News | April 16, 2015

SELC uncovers extensive coal ash pollution on popular South Carolina lake

A careful search of public records by SELC has revealed that the amount of toxic coal ash stored at Duke Energy’s H.B. Robinson facility near Hartsville, SC, is much greater than originally reported. Although Duke said last year that the now closed facility housed 660,000 tons of coal ash, SELC has uncovered a far more troubling story: The site actually contains nearly 4 million tons of ash in an unlined 93-acre basin on the shores of Lake Robinson, a popular spot for fisherman, boaters, and swimmers.

At 660,000 tons, Robinson would have been Duke’s smallest coal ash impoundment in the Carolinas. Instead, its 3.9 million tons make it the company’s largest coal ash basin in South Carolina and over three times as large as its Dan River facility in North Carolina, site of a February 2014 coal ash spill.

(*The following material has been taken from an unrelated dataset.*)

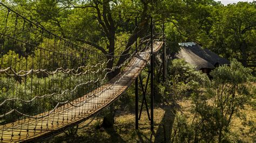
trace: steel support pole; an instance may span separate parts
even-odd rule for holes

There are other problems at Robinson: Low-level radioactive waste was dumped into the ash basin during the 1980s and 1990s. The ash is also stored deep in the site’s groundwater, which is contaminated with high levels of arsenic. All of these problems have made Robinson one of the top priorities in SELC’s coal ash cleanup initiative.

Robinson is the last commercial site in the state without a plan for cleanup. SELC has already negotiated a binding agreement with Duke to clean up its other South Carolina coal ash impoundment, the W.S. Lee plant near Williamston. And we have reached agreements with the state’s other two major utilities, Santee Cooper and SCE&G, which are both ahead of schedule in cleaning up their ash.